The US and UK are facing growing international criticism over a new security pact signed with Australia.
The deal – seen as an effort to counter China – will see the US and UK give Australia the technology to build nuclear-powered submarines.
But the move angered France, which said it had been “stabbed in the back”, while China accused the three powers of having a “Cold War mentality”.
And the pact has raised fears that it could provoke China into a war.
The alliance, known as Aukus, was announced by US President Joe Biden, UK Prime Minister Boris Johnson and his Australian counterpart Scott Morrison on Wednesday.

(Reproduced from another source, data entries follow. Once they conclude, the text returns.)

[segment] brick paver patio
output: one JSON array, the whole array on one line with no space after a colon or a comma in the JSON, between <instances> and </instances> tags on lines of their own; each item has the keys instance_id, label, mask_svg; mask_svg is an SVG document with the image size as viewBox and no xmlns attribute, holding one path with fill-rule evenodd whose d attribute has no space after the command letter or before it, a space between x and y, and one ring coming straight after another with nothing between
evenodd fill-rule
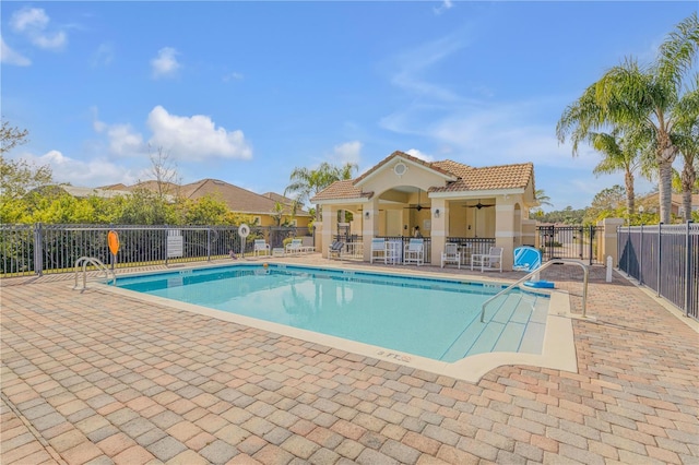
<instances>
[{"instance_id":1,"label":"brick paver patio","mask_svg":"<svg viewBox=\"0 0 699 465\"><path fill-rule=\"evenodd\" d=\"M475 384L71 279L1 283L2 464L699 464L699 334L602 267L577 373Z\"/></svg>"}]
</instances>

While they did not mention China, Aukus is being widely viewed as an effort to counter Beijing’s influence in the contested South China Sea.
ANALYSIS: Why this pact signals a major shift
EXPLAINED: Tensions in the South China Sea
Mr Johnson later told MPs that the agreement was “not intended to be adversarial” to China.
But the prime minister was questioned by his predecessor, Theresa May, about whether the deal could lead to Britain being dragged into war with China.
She asked the prime minister about the “implications” of the partnership in the event of a Chinese invasion of Taiwan.
Mr Johnson replied: “The United Kingdom remains determined to defend international law and that is the strong advice we would give to our friends across the world, and the strong advice that we would give to the government in Beijing.”
Democratic Taiwan sees itself as a sovereign state, but Beijing has increased pressure on the island which it views as a breakaway province.
‘A very low moment’
Meanwhile Washington has sought to quell anger in Paris at the pact, which has scuppered a multibillion-dollar submarine deal France had signed with Australia.
France’s Foreign Minister Jean-Yves Le Drian called the announcement a “stab in the back”.
He called it a “brutal, unilateral and unpredictable decision” that reminded him of former US President Donald Trump.
French diplomats in Washington cancelled a gala to celebrate ties between the US and France in retaliation.